Release Validation Runbook

End-to-end test procedure for a Nquiry release. Runs the full greenfield install → upgrade → rollback cycle against the JE-Vectors-test AWS account (961381384763) before a release is recommended to customers.

Who runs this. JE Vectors release engineering. Not customer-facing — customers operate the rollback runbook on their own environments. This runbook validates that the mechanisms we ship to customers actually work end-to-end.

When to run it

Before recommending any release to a customer. This is the explicit gate.
After any change to infrastructure/terraform/, .github/workflows/release-publish.yml, or the apply.sh wrapper. These touch the customer-deployable surface; regressions here are not caught by unit tests.
As the closing event for the NQU-645 deployment-automation initiative — running this against v0.1.0 is what flips NQU-645 to Done.

Prerequisites

Before starting, confirm each item. If any fails, fix it before proceeding — the runbook assumes all preflight items are green.

AWS access

aws sso login --profile je-vectors-test succeeds.
AWS_PROFILE=je-vectors-test aws sts get-caller-identity returns account 961381384763.
You have admin-or-equivalent in the JE-Vectors-test account (the test creates and destroys VPCs, RDS, ECS, etc).

Release artifact

The target Git tag (e.g., v0.1.0) exists on origin/main. List with git tag -l 'v*' --sort=-v:refname | head -5.
The tag's infrastructure/terraform/modules/nquiry-stack/VERSION matches the tag name. Verify: git show <tag>:infrastructure/terraform/modules/nquiry-stack/VERSION | tr -d '[:space:]'.
The release-publish.yml workflow has completed successfully for the tag. Check: gh run list --workflow=release-publish.yml --branch <tag> --limit 1.
The image is pullable from ECR Public. Verify: docker manifest inspect public.ecr.aws/<alias>/nquiry-app:<tag>.

Test environment hygiene

No prior customer-greenfield stack exists in JE-Vectors-test. Verify: terraform -chdir=infrastructure/terraform/environments/customer-greenfield show 2>&1 | grep -q "no state" || terraform -chdir=infrastructure/terraform/environments/customer-greenfield destroy -auto-approve — and confirm clean.
RDS snapshot quota in us-east-1 has headroom (the test creates 2+ snapshots). Check: aws rds describe-account-attributes --region us-east-1.
No leftover ECR images from prior test runs polluting the registry. Optional cleanup: aws ecr batch-delete-image for the customer-greenfield repo.

Recording

You have a results capture target ready: create docs/working/nqu-645-validation-<YYYY-MM-DD>.md and paste outputs as you go. Goal is a single artifact future runs can diff against.
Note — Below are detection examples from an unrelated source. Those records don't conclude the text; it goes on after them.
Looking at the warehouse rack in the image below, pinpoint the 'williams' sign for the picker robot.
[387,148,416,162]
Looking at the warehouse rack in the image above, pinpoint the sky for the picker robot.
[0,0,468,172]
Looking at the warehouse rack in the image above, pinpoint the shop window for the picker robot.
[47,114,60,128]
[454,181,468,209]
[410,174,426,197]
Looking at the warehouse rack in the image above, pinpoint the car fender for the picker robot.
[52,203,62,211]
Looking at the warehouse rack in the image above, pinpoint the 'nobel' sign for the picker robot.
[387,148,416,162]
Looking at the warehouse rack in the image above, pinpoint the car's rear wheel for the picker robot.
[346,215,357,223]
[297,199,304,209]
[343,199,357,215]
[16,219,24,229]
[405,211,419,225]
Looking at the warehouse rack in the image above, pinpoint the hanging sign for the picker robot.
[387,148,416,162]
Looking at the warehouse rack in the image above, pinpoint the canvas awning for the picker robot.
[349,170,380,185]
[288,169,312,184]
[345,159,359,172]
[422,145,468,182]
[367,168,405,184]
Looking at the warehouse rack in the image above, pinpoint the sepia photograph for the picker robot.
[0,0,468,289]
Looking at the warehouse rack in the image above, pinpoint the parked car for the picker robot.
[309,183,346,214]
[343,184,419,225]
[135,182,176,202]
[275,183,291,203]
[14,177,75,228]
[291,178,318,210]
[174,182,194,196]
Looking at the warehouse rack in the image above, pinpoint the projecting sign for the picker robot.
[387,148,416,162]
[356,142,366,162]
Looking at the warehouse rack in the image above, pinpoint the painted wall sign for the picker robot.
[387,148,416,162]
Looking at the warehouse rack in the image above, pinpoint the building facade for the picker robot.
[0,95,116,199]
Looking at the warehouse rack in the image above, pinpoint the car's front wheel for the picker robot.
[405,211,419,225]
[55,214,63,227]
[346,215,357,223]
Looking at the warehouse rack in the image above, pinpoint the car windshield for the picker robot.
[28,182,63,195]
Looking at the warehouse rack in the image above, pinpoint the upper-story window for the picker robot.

Phase A — Preflight checks

These are read-only. If any fails, do not start Phase B — fix the preflight issue first.

export AWS_PROFILE=je-vectors-test
cd infrastructure/terraform/environments/customer-greenfield

A1: terraform init -input=false succeeds. Confirms the S3 backend in JE-Vectors-test is reachable and the state lock table exists.
A2: terraform validate returns "Success! The configuration is valid."
A3: aws bedrock list-foundation-models --region us-east-1 --query 'modelSummaries[?modelLifecycle.status==ACTIVE && contains([\anthropic.claude-sonnet-4-6`, `anthropic.claude-haiku-4-5-20251001-v1:0`, `amazon.titan-embed-text-v2:0`, `cohere.rerank-v3-5:0`], modelId)]'` returns four entries.
A4: terraform plan -out=preflight.plan succeeds and shows ~150 resources to be created. No resources shown as "destroy" or "replace" — the env is fresh.
A5: Discard the plan: rm preflight.plan.

Phase B — Greenfield install

Capture timing for each step. The release notes claim 15–25 minutes total apply; verify on your run.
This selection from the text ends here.